2. Increased dissemination of bull(ishness) by fund managers, appearing on business alphabet soup network, about how "everyone is missing the train" - is ludicrous and contrarian in nature. They sing the same song over and over: "stay invested", "you can't time the market", "don't fight the Fed", "stocks are undervalued". S&P 500 earnings are projected to be roughly $100 per share this year. Apply a 13 P/E multiple to that - you get 1300 for SPX. Let's assume the best case scenario - $105 (EPS) x 13 (P/E) = 1365. So we go up another 50 points, and then what? S&P 500 is at or just slightly below its fair value, considering U.S. GDP projected growth of 2 - 3% this year. What train are we missing? Train to nowhere...
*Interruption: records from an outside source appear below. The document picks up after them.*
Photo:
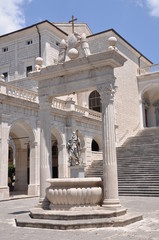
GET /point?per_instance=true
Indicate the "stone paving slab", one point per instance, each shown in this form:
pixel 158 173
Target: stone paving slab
pixel 147 229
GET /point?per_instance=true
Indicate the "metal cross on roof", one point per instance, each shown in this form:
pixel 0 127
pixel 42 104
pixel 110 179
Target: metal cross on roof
pixel 72 21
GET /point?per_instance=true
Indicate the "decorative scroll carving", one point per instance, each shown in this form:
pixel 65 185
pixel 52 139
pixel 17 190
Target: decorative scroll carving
pixel 106 91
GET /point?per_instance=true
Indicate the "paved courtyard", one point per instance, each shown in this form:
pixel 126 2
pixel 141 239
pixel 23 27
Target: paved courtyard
pixel 147 229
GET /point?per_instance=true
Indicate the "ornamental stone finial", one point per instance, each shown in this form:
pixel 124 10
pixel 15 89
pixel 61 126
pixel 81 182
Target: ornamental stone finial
pixel 112 43
pixel 72 46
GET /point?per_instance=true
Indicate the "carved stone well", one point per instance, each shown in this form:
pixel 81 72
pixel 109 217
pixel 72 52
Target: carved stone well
pixel 74 193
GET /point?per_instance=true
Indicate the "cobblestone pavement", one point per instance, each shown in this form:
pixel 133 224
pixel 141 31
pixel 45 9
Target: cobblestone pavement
pixel 147 229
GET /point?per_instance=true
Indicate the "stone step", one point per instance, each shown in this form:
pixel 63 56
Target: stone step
pixel 138 164
pixel 119 221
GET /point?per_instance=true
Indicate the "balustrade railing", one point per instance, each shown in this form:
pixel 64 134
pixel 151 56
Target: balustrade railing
pixel 58 103
pixel 17 92
pixel 28 95
pixel 151 69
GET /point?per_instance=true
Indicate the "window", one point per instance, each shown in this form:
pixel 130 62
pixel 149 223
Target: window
pixel 29 42
pixel 28 69
pixel 95 146
pixel 5 49
pixel 57 43
pixel 95 102
pixel 5 74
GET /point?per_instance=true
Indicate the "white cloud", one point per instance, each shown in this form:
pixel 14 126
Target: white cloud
pixel 154 7
pixel 139 3
pixel 11 15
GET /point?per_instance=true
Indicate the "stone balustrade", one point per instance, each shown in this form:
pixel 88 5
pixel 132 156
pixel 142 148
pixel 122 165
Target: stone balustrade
pixel 14 91
pixel 11 90
pixel 58 103
pixel 152 69
pixel 72 193
pixel 21 93
pixel 61 104
pixel 88 112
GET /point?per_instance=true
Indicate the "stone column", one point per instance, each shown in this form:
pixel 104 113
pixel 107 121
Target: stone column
pixel 110 178
pixel 45 146
pixel 4 135
pixel 62 161
pixel 33 188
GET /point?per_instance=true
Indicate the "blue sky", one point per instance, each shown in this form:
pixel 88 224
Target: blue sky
pixel 135 20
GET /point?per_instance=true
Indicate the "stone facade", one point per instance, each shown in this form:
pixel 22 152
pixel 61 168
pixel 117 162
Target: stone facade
pixel 20 111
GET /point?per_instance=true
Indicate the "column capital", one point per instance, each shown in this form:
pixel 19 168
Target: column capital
pixel 45 101
pixel 4 117
pixel 107 91
pixel 33 144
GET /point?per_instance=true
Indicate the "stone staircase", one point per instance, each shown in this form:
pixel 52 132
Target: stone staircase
pixel 138 165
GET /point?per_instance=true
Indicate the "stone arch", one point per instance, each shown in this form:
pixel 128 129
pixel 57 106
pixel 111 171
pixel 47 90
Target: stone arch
pixel 98 140
pixel 148 96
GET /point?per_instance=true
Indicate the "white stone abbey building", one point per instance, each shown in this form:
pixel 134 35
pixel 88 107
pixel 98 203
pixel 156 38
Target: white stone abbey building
pixel 136 103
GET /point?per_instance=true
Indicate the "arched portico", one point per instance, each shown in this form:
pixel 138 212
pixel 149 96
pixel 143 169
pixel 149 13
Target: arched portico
pixel 149 105
pixel 95 71
pixel 26 166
3. Same fund managers say that "market deserves a higher multiple". I am tired of this argument, and do not get their main thesis behind it - "interest rates are at historic lows". There are many reasons for rates to stay this low, the main being that bond market does not believe liquidity-driven recovery in equities. Stocks do not trade in a vacuum. Expansion of P/E multiple can not happen until possible external macro shocks have been removed, some of which are:
a) Greek debt haircut talks could collapse, Spanish and Italian bond yields could spike to unsustainable levels - resulting in EU debt crisis spiraling out of control.
b) Eurozone recession could be deeper and last longer - resulting in much lower earnings by S&P 500 multinationals.
c) China could slow down tremendously - thus pulling the entire world economy down with it.
d) U.S. GDP could be revised downward due to that world-wide economic slowdown.
If that worrisome cocktail is not enough, let's add a few more important developments:
e) fresh Portugal default fears, as that country's debt is now rated junk by all three main credit rating agencies.
f) Iran's sabre-rattling in Strait of Hormuz threatening to block a flow of crude oil.
g) Absolutely no clarity on GOP candidate yet (with Santorum and Gingrich dealing a blow to Romney in primaries), not even talking about who will win U.S. presidential election in November.
Way too many uncertainties for market to advance without a meaningful pullback.
Taking all of the above into consideration, combined with the fact that SPX is up 22% from October 4th low, I am staying flat equities now and will be ready to short on a signal.